Ubuntu Nvidia borkage
I see a load of people over on the Ubuntu forums getting their daily borkage fix trying to install the “nvidia-current” driver so they can get that much desired full 3D acceleration out of their cards.
Debian and Nvidia over the years
As a Debian user who suffered for years with Nvidia, enough to change to Ati, I know all about Nvidia borkage.
Ati to Nvidia
Anyway, long story short, needed the 1Gb Ati card for my Debian media center, so ended up having to use a 256Mb Nvidia GeForce 8400 GS on the office box, which due to boredom just got Ubuntu 12.10 installed on it.
Necessities for installing anything
Couple of things here that are regulars for us Debian users, which the Ubuntu crowd rarely post about. Mesa-Utils, and (the essential) Module-Assistant, as it gets your headers, build-essential and all manner of “compile-ready” bits n bobs.
sudo apt-get update && sudo apt-get upgrade
sudo apt-get install module-assistant mesa-utils
Module Assistant
Module assistant will run off and fetch everything you need to compile and load any kernel module, from graphics card drivers to wireless firmware.

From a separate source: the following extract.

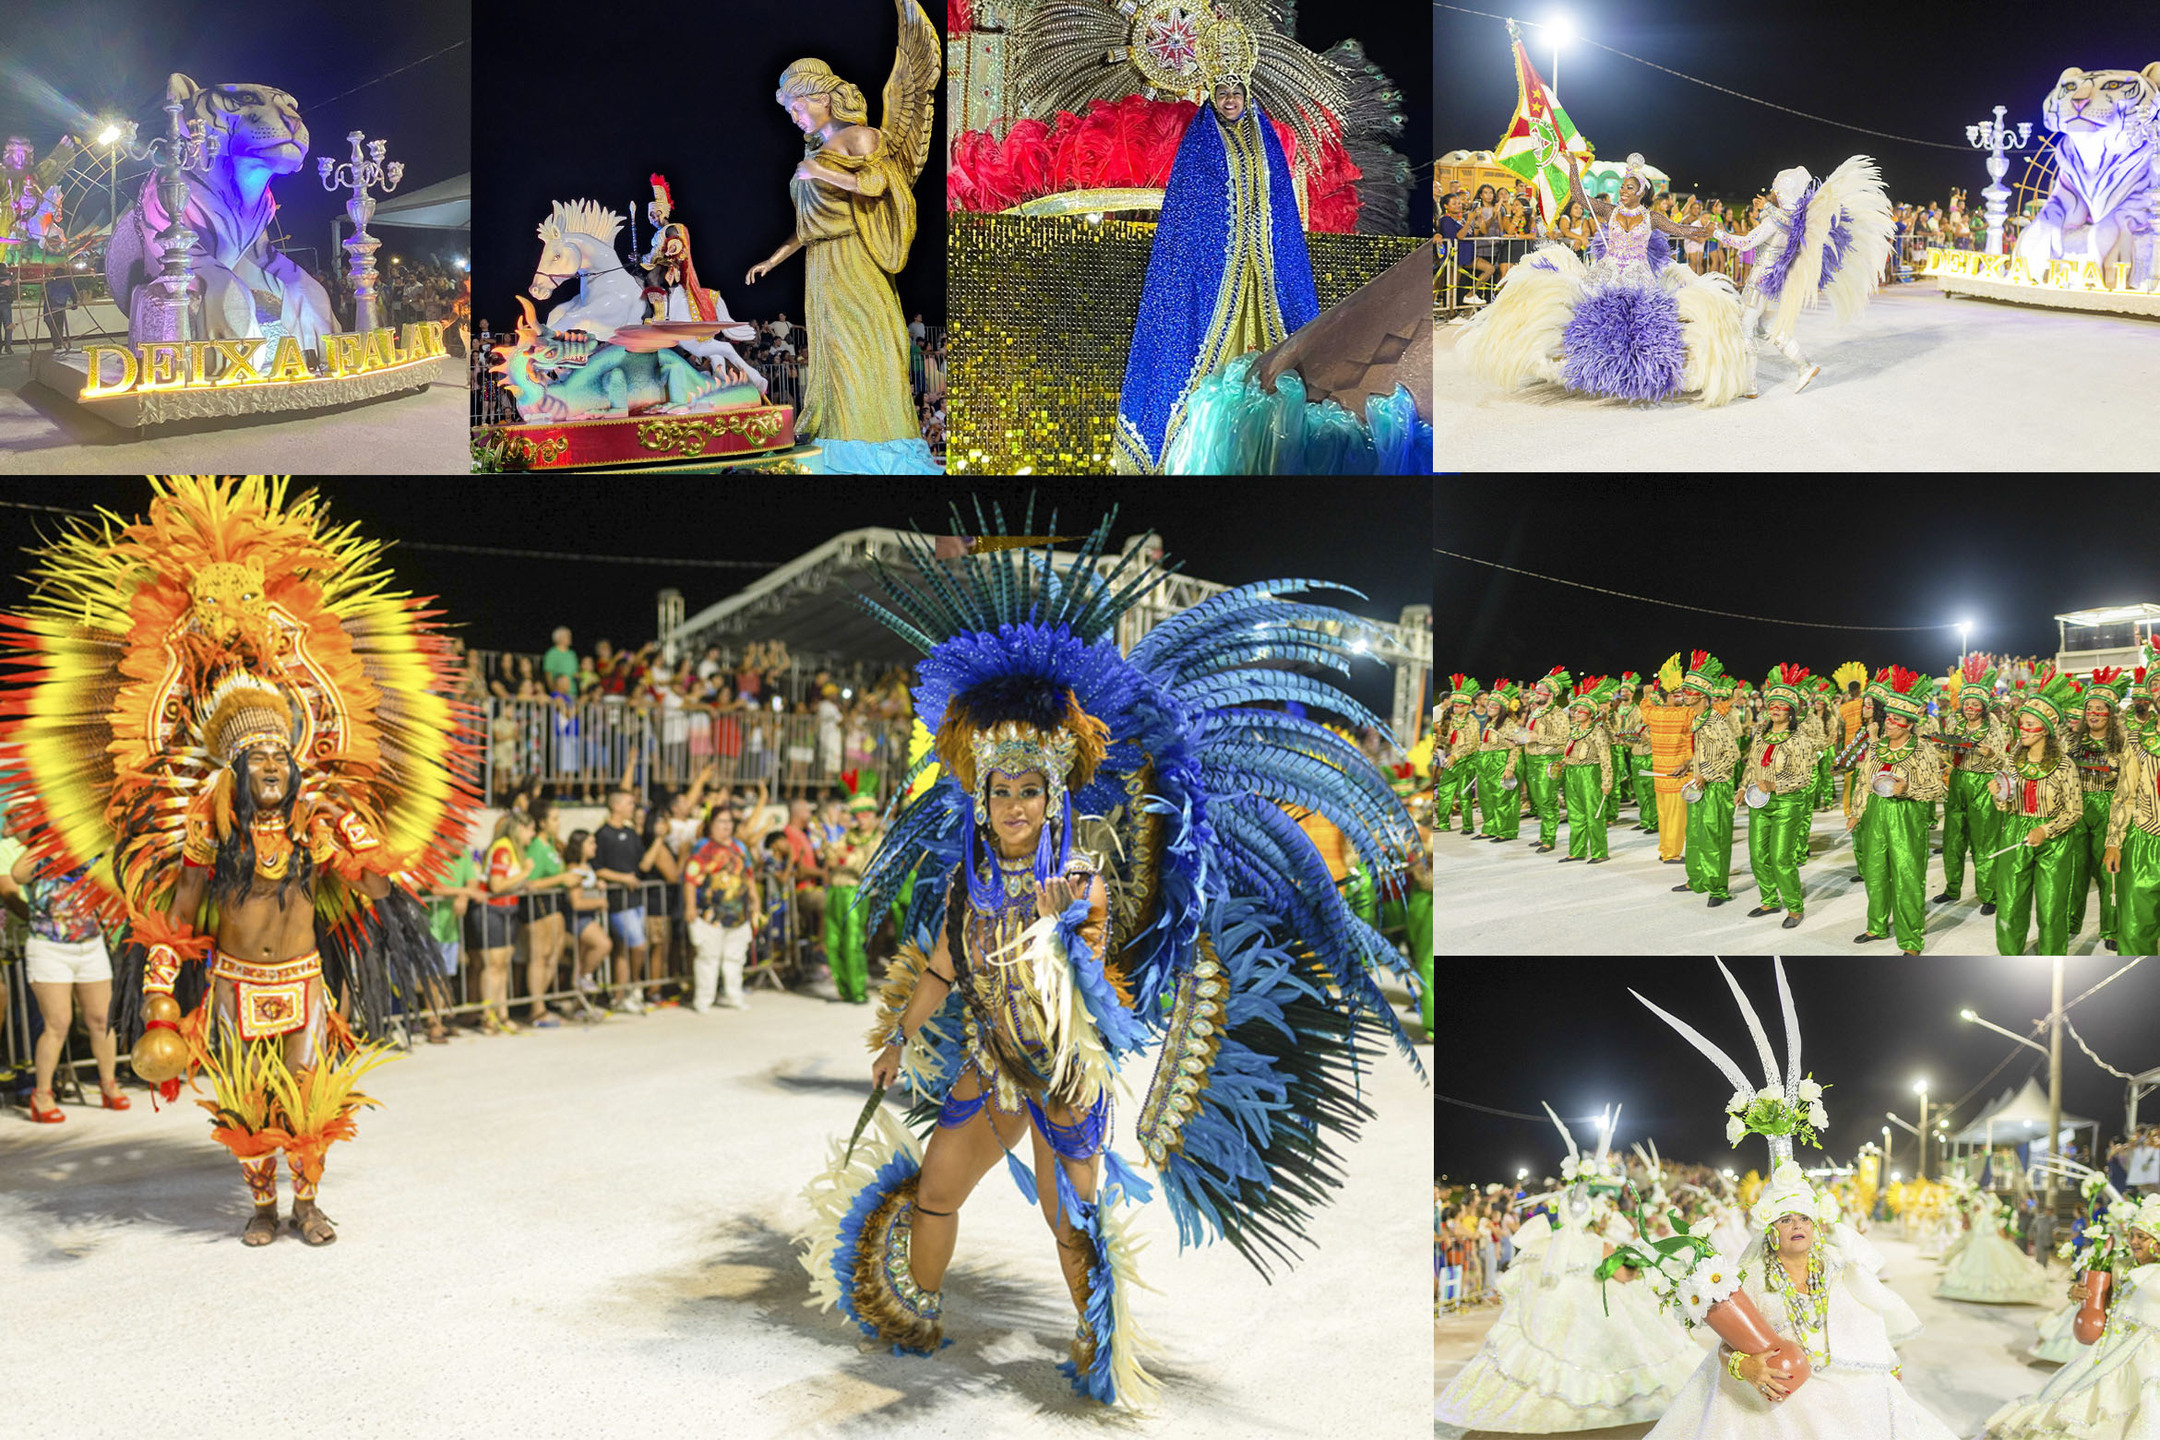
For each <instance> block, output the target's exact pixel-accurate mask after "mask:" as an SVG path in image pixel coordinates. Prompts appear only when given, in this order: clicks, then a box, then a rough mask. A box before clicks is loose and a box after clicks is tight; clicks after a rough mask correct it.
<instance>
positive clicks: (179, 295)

This usually includes build-essential and your kernel-headers amongst other things. So just tell it to prepare your system with a simple:
sudo m-a prepare
Installing the proprietary Nvidia kernel module/driver
sudo apt-get install nvidia-current
Now just reboot and fire up glxgears (from the mesa-utils package) in the terminal and watch those pretty cogs show you how fast your 3D accelerated Nvidia card is.